At least that’s what ChatGPT told me when I asked it to write about how Generative AI is impacting TV and Movie writers. You’ve probably heard about the current Writers Strike and have probably even looked at how it will affect the next season of your favorite show. One of the major issues is whether or not to allow the industry to use Generative AI in place of human writers. It’s the rare case where the logic on both sides makes sense: The rapid improvement of AI and its generative capabilities are an existential threat to the profession of writing, but conversely shouldn’t the entertainment industry be able to tap any creative source they can find? This strike may be the first test case for how society will handle Generative AI, but it won’t be the last.
As you read this Generative AI is being used across numerous applications like cybersecurity, health care, finance, art, and more. In addition to writing scripts, it can carry on conversations, draw pictures, write code, diagnose patients, and much more. It’s also not just creating fully formed content from scratch. As mentioned above it can be a partner, it can provide ideas and guidance. It can give you a starting point or push you past a writer’s block. But at what cost?
Generative AI carries inherent dangers that warrant careful consideration. One concern lies in the potential for the proliferation of deepfakes and misinformation. As AI models become increasingly proficient at generating realistic content, there is a risk of malicious actors exploiting this technology to create convincing but fabricated videos, audio recordings, or written material. Such misuse could lead to misinformation campaigns, identity theft, or damage to personal and professional reputations. Additionally, generative AI raises ethical concerns regarding intellectual property and copyright infringement. As AI systems learn from extensive datasets, they may inadvertently generate content that infringes upon existing copyrights, challenging the rights and livelihoods of artists and content creators. Therefore, responsible and ethical use of generative AI is essential to mitigate these dangers and maintain societal trust in AI technology.

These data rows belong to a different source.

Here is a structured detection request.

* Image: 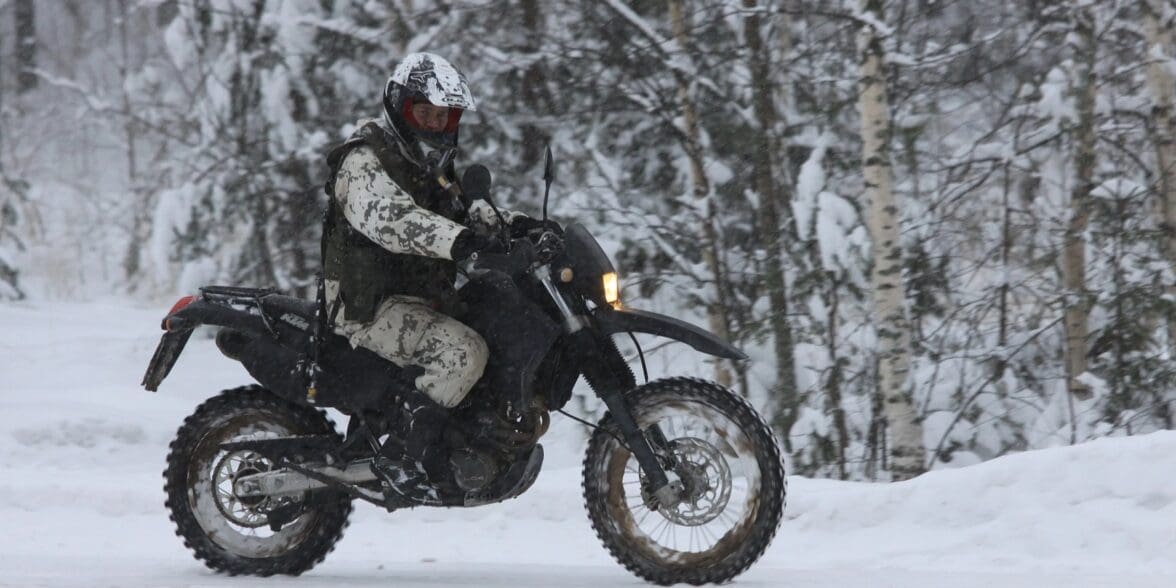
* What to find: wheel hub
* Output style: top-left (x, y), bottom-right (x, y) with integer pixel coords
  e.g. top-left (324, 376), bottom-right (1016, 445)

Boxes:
top-left (640, 436), bottom-right (732, 526)
top-left (213, 450), bottom-right (287, 528)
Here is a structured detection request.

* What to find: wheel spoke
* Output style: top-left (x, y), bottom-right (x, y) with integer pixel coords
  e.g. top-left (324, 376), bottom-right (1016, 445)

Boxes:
top-left (653, 516), bottom-right (671, 544)
top-left (634, 504), bottom-right (654, 527)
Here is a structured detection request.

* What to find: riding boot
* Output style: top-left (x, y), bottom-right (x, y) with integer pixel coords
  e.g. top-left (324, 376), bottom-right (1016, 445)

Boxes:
top-left (371, 390), bottom-right (454, 506)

Did I fool you that time? I’m guessing you suspected that ChatGPT wrote that last paragraph too. Generative AI may be very good, but it can’t match a style it hasn’t been trained on. It doesn’t sound like me or feel like me. This is a fun exercise for an article, but in the real world it’s all people like the Writers Guild of America have to hold on to. Can an AI really convey human emotion and make us as consumers feel something?